Why do they tell you 105 km? The majority of manufacturers do this to some extent, so if one starts telling the truth, they won’t sell as many bikes! You can get a reasonable range estimate at the store by using this simple formula:
Watt hours (Volts X Amp hours) divided by 10
Don’t let the salesperson sway you by telling you that their motor technology is sooo much better than the others, therefore it doesn’t use as much power. There is maybe a maximum 20% difference between motor technologies on an open road course.
Having said that, do listen if they are talking about certain motor systems being better suited to the type of riding that you are doing. There are two types of motors systems:
The mid-drive motor (usually located near the crank) powers the bicycle wheel through the chain, allowing the motor to use the bike’s gears. This allows the motor to spin in it’s optimum range even when the bike is going slowly. The motor is mounted low and centrally, for good weight distribution. These motors need to be geared internally so that they will drive the relatively slow turning cranks, so they tend to be more complex. Most commercially made e-bikes with a mid drive also require a specially made frame for this motor. They also will wear the chain and sprockets more quickly because the power is transferred through these components. Possible applications for this type of motor system would be off-road mountain biking (gnarly terrain), and towing a heavy trailer up hills.
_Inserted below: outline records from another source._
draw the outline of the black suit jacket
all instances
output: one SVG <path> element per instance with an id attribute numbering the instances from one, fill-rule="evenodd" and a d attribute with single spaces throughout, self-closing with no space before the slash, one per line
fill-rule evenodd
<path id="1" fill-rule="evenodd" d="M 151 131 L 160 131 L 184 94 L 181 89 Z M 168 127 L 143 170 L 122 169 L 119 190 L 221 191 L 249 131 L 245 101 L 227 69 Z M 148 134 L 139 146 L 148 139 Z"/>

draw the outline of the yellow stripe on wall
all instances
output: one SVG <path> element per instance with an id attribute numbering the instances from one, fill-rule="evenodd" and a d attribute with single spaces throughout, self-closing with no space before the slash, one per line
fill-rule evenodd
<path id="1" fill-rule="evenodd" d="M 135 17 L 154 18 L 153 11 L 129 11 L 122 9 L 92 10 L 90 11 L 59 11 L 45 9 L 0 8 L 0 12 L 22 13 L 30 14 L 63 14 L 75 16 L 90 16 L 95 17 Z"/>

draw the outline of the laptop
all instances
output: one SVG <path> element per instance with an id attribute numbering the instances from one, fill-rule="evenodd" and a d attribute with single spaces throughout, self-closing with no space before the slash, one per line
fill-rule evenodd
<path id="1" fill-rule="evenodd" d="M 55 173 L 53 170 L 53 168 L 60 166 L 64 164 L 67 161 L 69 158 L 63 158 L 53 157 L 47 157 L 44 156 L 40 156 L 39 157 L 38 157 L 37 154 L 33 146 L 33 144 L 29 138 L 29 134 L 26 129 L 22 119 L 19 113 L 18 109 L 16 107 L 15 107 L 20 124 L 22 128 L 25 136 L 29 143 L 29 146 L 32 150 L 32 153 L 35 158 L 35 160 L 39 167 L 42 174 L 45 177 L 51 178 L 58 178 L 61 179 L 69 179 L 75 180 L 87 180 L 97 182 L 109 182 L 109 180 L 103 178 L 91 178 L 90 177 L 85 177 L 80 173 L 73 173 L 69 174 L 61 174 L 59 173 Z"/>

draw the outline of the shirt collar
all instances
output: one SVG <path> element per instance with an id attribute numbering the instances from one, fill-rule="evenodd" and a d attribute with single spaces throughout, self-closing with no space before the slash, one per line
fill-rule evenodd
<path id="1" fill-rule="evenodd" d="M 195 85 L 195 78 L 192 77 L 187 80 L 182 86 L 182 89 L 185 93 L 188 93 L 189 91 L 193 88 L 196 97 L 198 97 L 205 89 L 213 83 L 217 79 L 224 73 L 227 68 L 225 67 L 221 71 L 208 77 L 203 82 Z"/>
The hub motor (built into the center of the wheel), is very simple with few moving parts to wear or break, and can be almost silent. Some hub motors can also act as a brake while supplying some power back to the battery. The extra weight in the center of the wheel is not ideal, especially when combined with a rear mounted battery where in can cause the bike to be unbalanced. Applications for this type of motor system would be open road travel at speed, where it has the advantage of not stressing the bike’s chain and gears. Hub motor bikes can make great commuters, because of the simplicity and reliability of a well made hub motor. The motor is totally independent of the human powered part of the bike, so you have two redundant systems driving the bike forward, electricity and muscle power.
You can certainly stretch the range out on most any electric bike if you need or want to, just by pedaling harder and/or going slower. This is great if you are enjoying the scenery on a Sunday afternoon. The whole point of an e-bike though, is to ride either faster, or with less effort, or both. Expect to use some Watt hours in the process - that’s what the battery is there for!
There is a handy device called the Cycle Analyst that is somewhat of a standard in the DIY e-bike world. It can often be adopted to factory made e-bikes as well (there is an adaptor available to use the Cycle Analyst on the Juiced ODK U500). It calculates Wh/km for you automatically, as well as all sorts of other useful info and functions, highly recommended.
The new CrossCurrent S has an advanced screen that gives you most of the same information as the Cycle Analyst, which is great for keeping tabs on the health of your battery.